Fransa, Suriye’deki Baas rejiminin devrik lideri Beşar Esad için savaş suçlarına ve insanlığa karşı suçlara ortaklık suçlamasıyla tutuklama emri çıkardı. Bu karar, Esad yönetiminin işlediği iddia edilen suçlara karşı uluslararası toplumda yeni bir adım olarak değerlendiriliyor.
Tutuklama Emrinin Gerekçesi
Fransa Ulusal Terörle Mücadele Savcılığı (PNAT), 2017 yılında Suriye’de hayatını kaybeden Suriye asıllı Fransız vatandaşının ölümüyle ilgili başlatılan soruşturma kapsamında Esad hakkında 16 Ocak’ta tutuklama emri çıkarılmasını talep etmişti. Fransız yargı kaynaklarına göre, hakimler cinayet ve sivillere yönelik kasten saldırı nedeniyle savaş suçlarına ortaklık suçlamasıyla 20 Ocak’ta tutuklama emrini onayladı.

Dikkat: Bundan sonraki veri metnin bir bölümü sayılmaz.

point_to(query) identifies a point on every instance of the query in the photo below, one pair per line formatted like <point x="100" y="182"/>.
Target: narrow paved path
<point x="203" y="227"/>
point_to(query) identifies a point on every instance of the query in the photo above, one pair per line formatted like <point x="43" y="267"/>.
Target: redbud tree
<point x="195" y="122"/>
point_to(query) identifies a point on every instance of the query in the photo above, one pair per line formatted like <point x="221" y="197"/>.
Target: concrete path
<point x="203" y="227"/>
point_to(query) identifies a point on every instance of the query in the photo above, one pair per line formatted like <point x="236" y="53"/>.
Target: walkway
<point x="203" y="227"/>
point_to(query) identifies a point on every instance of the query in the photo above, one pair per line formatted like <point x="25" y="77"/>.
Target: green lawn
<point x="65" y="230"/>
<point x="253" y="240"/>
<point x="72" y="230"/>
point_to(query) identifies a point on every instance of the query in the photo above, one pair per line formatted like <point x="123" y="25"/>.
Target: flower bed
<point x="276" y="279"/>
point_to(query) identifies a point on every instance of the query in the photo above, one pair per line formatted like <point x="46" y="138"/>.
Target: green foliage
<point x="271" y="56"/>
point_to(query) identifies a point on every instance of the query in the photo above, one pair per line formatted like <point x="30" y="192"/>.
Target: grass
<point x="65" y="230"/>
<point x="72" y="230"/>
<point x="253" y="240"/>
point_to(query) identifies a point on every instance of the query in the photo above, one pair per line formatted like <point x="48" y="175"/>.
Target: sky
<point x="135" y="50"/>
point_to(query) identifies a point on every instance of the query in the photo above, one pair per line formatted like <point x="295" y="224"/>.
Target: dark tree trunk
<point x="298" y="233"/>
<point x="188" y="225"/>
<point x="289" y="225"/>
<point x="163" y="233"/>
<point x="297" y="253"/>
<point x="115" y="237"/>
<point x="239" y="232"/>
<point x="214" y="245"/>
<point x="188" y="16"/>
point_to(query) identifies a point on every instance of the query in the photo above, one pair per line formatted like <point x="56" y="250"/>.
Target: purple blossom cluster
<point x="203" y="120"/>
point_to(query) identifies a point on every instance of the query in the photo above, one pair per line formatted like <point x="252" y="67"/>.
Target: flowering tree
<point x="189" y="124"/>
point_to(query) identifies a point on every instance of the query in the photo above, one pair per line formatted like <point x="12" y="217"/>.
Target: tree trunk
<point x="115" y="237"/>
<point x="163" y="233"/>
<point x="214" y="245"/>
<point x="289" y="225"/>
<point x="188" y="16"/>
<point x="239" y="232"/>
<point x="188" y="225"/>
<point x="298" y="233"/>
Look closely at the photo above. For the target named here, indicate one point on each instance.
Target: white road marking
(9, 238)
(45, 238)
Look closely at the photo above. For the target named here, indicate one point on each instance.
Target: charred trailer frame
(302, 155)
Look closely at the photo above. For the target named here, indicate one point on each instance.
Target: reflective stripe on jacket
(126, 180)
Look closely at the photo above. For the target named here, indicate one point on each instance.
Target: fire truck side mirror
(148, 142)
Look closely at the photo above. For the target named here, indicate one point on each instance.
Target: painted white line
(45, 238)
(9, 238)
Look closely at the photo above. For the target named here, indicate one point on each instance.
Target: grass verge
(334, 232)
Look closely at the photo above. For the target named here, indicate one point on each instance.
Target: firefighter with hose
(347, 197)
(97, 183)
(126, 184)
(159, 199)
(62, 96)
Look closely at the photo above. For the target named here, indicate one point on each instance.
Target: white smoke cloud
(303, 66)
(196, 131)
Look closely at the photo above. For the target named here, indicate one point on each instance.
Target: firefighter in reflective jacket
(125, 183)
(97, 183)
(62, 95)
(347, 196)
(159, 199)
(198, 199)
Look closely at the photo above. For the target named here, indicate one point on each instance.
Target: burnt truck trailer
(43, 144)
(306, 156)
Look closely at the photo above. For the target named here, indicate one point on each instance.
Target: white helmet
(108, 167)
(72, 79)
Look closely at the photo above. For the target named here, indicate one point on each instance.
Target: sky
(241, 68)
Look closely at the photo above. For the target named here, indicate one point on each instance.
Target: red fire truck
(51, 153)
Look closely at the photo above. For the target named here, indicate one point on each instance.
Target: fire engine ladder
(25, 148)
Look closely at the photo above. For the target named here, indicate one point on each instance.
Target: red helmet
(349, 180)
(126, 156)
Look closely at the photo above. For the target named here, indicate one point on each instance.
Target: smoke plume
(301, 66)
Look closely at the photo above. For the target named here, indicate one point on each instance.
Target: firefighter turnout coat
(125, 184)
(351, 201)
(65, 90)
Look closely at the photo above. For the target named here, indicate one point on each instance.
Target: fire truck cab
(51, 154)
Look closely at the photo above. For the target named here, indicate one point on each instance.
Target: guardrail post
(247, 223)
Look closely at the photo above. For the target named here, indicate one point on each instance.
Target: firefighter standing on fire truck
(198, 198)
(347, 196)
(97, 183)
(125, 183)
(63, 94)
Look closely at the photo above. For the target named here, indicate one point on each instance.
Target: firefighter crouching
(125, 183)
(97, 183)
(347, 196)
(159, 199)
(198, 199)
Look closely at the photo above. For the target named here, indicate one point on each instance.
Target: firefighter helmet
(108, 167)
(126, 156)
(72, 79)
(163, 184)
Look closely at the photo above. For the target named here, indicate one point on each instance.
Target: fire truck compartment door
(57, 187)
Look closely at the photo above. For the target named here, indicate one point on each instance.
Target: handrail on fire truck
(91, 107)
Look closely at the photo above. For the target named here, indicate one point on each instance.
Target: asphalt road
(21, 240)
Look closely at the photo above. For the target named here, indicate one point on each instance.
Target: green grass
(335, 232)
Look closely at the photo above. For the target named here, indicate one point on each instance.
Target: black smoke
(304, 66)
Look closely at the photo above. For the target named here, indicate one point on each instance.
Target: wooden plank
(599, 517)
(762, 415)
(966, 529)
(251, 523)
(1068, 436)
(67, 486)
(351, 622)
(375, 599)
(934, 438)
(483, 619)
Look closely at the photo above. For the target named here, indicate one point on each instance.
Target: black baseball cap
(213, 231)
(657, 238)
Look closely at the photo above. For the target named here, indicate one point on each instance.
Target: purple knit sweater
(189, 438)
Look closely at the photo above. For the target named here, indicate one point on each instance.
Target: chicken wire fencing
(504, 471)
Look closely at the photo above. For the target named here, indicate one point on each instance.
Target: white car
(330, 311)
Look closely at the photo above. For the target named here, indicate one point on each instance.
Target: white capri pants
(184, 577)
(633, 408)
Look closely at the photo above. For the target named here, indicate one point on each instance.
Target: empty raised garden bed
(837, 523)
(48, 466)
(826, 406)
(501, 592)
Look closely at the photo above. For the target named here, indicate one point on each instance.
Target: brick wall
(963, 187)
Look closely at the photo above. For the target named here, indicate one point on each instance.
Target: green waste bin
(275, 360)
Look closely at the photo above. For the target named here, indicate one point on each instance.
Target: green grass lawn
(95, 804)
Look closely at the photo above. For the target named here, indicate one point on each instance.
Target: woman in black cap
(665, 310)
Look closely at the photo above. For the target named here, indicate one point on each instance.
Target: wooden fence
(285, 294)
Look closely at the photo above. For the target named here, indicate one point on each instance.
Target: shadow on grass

Fransız Yetkililerden Açıklamalar
Fransa Dışişleri Bakanı Jean-Noel Barrot, sosyal medya platformu X üzerinden yaptığı açıklamada şu ifadeleri kullandı:
“Fransız yargısı Beşar Esad’a karşı tutuklama emri çıkardı. Sednaya Hapishanesi’nde dehşetini gördüğüm rejimin suçları cezasız kalmamalı. Fransa, Suriyeliler için adaletin sağlanması konusunda seferber olmuştur ve olmaya devam edecektir.”
Sednaya Hapishanesi İncelemesi
Barrot, Almanya Dışişleri Bakanı Annalena Baerbock ile birlikte, 3 Ocak’ta Suriye’nin başkenti Şam’da bulunan ve işkence üssü olarak bilinen Sednaya Hapishanesi‘nde incelemelerde bulunmuştu. İncelemeler sırasında Esad rejiminin insan haklarına karşı işlediği suçlara dair kanıtlar toplandığı belirtiliyor.
Esad’a Yöneltilen Suçlamalar
Fransız mahkemesi, Esad’ı 2013 yılında Suriye’nin Doğu Guta bölgesinde düzenlenen kimyasal saldırılar nedeniyle insanlığa karşı suç ve savaş suçuna ortaklıkla suçluyor. 15 Kasım 2023’te alınan bir başka mahkeme kararında da Esad’ın rejim adına işlediği iddia edilen bu suçlar için tutuklama emri çıkarılmıştı.
Uluslararası Toplumun Tavrı
Fransa’nın bu kararı, uluslararası toplumda Beşar Esad’ın yargılanması yönünde atılmış önemli bir adım olarak görülüyor. Özellikle Avrupa ülkeleri, Esad rejiminin işlediği iddia edilen suçların cezasız kalmaması için harekete geçilmesi gerektiğini vurguluyor.